Comme toute femme enceinte, j'ai également dû consulter un dentiste, un généticien, un nutritionniste, un psychologue et même une assistante sociale ! Sans compter les analyses de sang et d'urine, des frottis et des échographies chaque trimestre. Et si une future maman se montre récalcitrante, l'infirmière du cabinet médical se charge de la convaincre et de l'accompagner jusqu'au laboratoire.

Outre les vitamines prénatales délivrées par le généraliste, j'ai reçu à partir de la quatorzième semaine de grossesse de la viande de bœuf et du lait à prix très subventionné grâce à la libreta, le carnet d'approvisionnement. Autres avantages : on me cédait toujours une place dans les bus et je n'ai plus eu à faire la queue à la banque ; les femmes enceintes sont choyées et on les appelle affectueusement barrigona (gros ventre).

Ce que j'ai surtout apprécié, c'est la formation d'une semaine que j'ai suivie avec le futur papa à la maternité et qui portait sur le protocole d'accouchement, l'allaitement (très fortement encouragé) et les aspects psychologiques : une préparation rassurante qui a permis au père de s'impliquer davantage et de m'accompagner pendant l'accouchement.

Trente-quatrième semaine : mauvaise nouvelle, j'ai développé le diabète gestationnel. Je suis aussitôt hospitalisée afin d'en contrôler l'évolution. Pourrai-je rentrer chez moi avant l'accouchement ? Réponse cinglante du médecin : « Je ne sais pas comment c'est dans ton pays, mais ici, on prend soin des femmes enceintes, alors quand tu partiras, ça sera avec ton enfant dans les bras. »

Si le suivi médical est assez lourd, l'accouchement à Cuba est vu comme quelque chose de naturel, y compris pour la douleur : pas de péridurale « pour éviter des complications », je suis avertie. On reçoit en revanche de l'ocytocine et l'épisiotomie est courante mais pas systématique.

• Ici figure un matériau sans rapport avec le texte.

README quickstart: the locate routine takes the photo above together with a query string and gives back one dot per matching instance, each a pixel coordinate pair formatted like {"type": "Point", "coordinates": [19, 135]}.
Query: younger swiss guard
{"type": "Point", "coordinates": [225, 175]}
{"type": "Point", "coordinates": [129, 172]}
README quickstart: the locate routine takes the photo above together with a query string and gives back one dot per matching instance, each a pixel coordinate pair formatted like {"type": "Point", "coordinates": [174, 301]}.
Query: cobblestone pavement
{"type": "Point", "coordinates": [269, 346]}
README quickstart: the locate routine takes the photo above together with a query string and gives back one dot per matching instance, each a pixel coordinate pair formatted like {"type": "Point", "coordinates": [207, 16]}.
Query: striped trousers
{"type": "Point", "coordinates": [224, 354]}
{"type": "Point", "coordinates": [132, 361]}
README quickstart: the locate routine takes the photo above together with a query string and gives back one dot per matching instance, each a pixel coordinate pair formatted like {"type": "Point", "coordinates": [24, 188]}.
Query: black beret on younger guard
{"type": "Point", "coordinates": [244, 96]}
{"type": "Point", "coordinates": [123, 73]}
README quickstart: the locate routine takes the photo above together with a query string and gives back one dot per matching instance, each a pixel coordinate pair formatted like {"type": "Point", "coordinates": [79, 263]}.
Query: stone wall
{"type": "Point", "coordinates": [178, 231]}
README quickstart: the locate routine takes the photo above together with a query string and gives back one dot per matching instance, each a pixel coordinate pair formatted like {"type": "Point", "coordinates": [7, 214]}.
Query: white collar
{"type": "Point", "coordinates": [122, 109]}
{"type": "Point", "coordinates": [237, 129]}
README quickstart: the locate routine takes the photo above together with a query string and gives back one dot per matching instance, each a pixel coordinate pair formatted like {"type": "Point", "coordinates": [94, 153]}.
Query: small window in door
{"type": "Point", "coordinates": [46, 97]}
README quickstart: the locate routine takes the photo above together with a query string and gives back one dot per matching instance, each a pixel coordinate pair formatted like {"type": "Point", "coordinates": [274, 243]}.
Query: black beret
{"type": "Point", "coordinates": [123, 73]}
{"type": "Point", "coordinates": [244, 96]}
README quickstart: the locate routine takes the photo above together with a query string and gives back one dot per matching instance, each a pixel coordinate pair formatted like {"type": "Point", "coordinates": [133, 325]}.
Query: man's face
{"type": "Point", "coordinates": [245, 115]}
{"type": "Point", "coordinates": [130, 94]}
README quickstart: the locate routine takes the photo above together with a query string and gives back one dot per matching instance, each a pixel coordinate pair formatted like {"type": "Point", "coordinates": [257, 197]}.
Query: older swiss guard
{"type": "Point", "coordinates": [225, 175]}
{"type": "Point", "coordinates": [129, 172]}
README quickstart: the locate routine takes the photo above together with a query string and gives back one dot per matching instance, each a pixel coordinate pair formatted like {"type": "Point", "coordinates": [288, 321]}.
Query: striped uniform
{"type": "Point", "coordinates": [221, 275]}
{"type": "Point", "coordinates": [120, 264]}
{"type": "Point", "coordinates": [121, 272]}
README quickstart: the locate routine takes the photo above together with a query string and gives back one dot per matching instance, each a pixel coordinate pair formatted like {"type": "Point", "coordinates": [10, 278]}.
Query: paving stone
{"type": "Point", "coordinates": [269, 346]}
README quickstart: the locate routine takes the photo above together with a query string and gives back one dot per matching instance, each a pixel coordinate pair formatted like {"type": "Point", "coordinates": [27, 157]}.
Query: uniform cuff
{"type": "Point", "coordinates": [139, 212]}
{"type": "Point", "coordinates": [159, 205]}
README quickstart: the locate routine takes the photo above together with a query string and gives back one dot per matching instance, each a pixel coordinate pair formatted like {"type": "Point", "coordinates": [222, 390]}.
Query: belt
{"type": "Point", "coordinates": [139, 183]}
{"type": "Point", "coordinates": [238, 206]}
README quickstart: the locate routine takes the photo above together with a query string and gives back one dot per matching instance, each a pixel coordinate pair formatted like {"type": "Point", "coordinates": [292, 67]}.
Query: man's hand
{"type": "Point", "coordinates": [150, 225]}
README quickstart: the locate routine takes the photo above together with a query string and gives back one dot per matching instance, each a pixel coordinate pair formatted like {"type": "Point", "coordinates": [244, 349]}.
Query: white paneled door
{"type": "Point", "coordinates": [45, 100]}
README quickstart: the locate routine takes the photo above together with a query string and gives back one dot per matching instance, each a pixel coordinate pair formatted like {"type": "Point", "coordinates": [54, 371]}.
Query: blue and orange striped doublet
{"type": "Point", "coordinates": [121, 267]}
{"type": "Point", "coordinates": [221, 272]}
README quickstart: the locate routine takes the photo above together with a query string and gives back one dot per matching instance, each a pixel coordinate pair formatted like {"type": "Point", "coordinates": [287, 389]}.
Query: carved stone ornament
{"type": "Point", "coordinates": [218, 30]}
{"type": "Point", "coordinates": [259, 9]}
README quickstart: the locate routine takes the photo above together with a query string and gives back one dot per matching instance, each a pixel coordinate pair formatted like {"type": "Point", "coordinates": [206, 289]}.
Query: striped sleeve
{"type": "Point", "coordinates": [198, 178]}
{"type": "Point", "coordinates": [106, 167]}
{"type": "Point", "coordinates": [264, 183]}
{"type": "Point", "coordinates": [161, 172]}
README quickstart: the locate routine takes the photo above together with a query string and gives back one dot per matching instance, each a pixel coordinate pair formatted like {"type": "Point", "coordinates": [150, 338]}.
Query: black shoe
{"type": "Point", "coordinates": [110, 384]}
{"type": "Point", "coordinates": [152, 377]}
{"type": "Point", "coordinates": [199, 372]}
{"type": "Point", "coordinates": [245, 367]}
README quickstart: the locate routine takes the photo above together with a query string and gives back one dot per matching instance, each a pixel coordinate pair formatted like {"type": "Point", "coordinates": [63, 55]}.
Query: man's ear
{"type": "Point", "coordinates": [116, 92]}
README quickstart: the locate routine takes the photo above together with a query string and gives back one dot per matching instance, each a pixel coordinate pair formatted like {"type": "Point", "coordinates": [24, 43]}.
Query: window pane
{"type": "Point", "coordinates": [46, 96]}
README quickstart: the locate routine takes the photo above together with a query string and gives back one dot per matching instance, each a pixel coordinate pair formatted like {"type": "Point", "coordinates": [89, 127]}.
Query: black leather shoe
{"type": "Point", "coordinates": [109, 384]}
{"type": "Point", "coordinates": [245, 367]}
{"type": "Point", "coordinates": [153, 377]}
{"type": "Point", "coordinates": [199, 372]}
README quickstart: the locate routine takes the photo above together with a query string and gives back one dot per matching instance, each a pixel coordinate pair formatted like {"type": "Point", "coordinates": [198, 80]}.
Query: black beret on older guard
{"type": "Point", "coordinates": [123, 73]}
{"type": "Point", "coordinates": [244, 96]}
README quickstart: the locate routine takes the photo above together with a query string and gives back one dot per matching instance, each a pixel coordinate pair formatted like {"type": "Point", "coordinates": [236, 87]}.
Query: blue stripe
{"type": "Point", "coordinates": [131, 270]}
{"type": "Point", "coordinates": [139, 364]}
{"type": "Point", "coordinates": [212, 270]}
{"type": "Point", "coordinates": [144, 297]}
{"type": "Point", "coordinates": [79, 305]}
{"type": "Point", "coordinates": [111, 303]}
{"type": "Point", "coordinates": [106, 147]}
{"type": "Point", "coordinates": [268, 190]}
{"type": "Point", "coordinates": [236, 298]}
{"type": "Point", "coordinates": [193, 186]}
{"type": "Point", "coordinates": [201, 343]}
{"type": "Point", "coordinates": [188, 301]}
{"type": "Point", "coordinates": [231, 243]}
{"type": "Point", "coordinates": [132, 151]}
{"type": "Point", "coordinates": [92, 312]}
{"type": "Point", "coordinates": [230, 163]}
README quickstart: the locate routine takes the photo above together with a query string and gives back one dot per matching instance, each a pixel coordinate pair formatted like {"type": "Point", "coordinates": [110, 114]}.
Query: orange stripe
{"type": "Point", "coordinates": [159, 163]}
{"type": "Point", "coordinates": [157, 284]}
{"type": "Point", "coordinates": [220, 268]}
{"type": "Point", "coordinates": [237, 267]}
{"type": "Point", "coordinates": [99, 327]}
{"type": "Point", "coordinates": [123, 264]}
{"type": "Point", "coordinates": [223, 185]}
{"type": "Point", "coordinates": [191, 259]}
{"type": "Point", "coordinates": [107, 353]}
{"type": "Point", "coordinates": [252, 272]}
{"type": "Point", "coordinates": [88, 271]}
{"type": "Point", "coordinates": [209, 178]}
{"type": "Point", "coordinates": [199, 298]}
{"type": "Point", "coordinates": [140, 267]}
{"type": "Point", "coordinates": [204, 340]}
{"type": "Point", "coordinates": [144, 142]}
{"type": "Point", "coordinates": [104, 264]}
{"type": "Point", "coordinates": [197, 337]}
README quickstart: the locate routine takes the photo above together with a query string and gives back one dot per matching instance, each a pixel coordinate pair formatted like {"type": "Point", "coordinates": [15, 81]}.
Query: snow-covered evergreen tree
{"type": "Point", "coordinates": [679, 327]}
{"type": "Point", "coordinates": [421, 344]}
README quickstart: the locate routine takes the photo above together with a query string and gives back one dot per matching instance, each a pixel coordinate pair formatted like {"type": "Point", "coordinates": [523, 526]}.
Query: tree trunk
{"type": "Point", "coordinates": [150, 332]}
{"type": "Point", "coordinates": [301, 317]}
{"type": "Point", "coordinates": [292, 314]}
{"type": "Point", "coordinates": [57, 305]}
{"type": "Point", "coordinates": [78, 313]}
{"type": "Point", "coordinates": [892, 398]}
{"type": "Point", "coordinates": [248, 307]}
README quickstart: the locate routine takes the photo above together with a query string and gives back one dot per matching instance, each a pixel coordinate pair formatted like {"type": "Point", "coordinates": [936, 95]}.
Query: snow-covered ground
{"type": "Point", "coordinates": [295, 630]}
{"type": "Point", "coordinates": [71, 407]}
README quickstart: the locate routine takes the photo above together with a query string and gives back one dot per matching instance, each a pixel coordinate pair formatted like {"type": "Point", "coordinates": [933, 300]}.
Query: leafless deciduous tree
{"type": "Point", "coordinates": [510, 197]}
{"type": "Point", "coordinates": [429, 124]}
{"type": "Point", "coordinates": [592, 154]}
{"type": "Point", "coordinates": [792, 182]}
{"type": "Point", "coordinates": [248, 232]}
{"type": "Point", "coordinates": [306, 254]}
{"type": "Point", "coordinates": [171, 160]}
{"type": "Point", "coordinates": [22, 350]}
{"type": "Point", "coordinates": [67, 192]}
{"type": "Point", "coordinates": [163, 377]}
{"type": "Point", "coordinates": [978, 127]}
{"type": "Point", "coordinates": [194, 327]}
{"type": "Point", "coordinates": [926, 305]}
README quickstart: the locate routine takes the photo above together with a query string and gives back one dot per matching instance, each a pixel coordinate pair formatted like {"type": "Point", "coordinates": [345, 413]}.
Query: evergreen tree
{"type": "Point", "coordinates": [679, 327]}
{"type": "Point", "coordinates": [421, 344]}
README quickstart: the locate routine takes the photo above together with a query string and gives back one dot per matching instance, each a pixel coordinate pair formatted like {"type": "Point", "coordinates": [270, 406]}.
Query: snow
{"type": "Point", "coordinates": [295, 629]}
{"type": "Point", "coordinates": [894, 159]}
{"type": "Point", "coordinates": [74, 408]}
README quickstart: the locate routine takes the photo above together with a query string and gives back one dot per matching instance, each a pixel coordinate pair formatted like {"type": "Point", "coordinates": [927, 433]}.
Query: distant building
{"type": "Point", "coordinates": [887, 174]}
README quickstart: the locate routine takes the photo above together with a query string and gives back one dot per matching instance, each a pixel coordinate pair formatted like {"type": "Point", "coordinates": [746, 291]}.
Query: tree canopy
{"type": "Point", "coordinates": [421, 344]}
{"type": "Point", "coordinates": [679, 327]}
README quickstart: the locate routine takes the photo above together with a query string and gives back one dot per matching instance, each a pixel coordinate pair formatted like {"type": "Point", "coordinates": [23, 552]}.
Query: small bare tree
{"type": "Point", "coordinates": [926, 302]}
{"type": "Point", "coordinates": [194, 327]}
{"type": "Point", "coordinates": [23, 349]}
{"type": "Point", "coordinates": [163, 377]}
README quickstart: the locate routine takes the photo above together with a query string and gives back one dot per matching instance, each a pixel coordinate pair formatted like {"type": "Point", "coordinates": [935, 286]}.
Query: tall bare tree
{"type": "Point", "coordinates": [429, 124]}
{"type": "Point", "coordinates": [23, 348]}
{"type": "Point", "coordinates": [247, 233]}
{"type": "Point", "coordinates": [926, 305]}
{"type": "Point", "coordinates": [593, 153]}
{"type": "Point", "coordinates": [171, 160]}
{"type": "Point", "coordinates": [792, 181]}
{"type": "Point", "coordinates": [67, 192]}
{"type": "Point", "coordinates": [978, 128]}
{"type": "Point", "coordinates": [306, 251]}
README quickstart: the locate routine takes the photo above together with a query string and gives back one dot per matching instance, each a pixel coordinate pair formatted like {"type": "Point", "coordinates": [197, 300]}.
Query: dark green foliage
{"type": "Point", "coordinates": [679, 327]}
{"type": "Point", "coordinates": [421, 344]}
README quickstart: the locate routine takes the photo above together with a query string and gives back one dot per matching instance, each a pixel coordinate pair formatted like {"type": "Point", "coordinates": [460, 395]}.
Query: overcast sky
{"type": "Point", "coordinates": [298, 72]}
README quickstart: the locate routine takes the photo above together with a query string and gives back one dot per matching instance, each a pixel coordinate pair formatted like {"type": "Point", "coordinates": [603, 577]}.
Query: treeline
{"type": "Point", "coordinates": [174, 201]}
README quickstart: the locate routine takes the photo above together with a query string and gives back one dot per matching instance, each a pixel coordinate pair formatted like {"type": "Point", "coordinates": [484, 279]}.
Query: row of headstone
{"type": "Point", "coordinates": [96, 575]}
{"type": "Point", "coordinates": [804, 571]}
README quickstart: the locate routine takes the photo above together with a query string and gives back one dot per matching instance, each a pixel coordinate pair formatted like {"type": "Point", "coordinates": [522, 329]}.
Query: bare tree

Trente-huitième semaine : naissance de bébé, dans la douleur donc, dans le bonheur évidemment… entourée de médecins, sages-femmes et infirmiers boute-en-train ! Après quelques heures avec bébé et une première tétée, direction la chambre.

Si la salle d’accouchement était impeccable, on est ici moins regardant sur l'hygiène… Je partage la chambre avec deux autres mamans, accompagnés des grands-mères la nuit et de toute leur famille pendant la visite en journée : intimité zéro, même pendant le passage du médecin ! Les grands-mères semblent s'investir bien plus que les pères (le plus souvent en retrait) et même parfois davantage que les mamans, surtout pour les plus jeunes. Leur soutien est inébranlable, même s'il faut passer la nuit sur une chaise à la maternité.

Trois jours plus tard, retour à la maison, enfin ! Ceux qui viennent voir bébé apportent en cadeau… des couches jetables et des lingettes ! En effet, ces articles, chers pour les Cubains, ne sont pas inclus dans la layette subventionnée par l'État, qui comprend des langes, des couches en tissu, des biberons et un nécessaire à toilette.

C'est parti pour un an avec mon bébé grâce au congé maternité qui est récemment passé de douze à quinze mois pour encourager la fécondité (1,72 enfant par femme en 20151) dans un pays durement frappé par le vieillissement démographique. Quant à moi, je suis partante pour un deuxième… à Cuba bien sûr.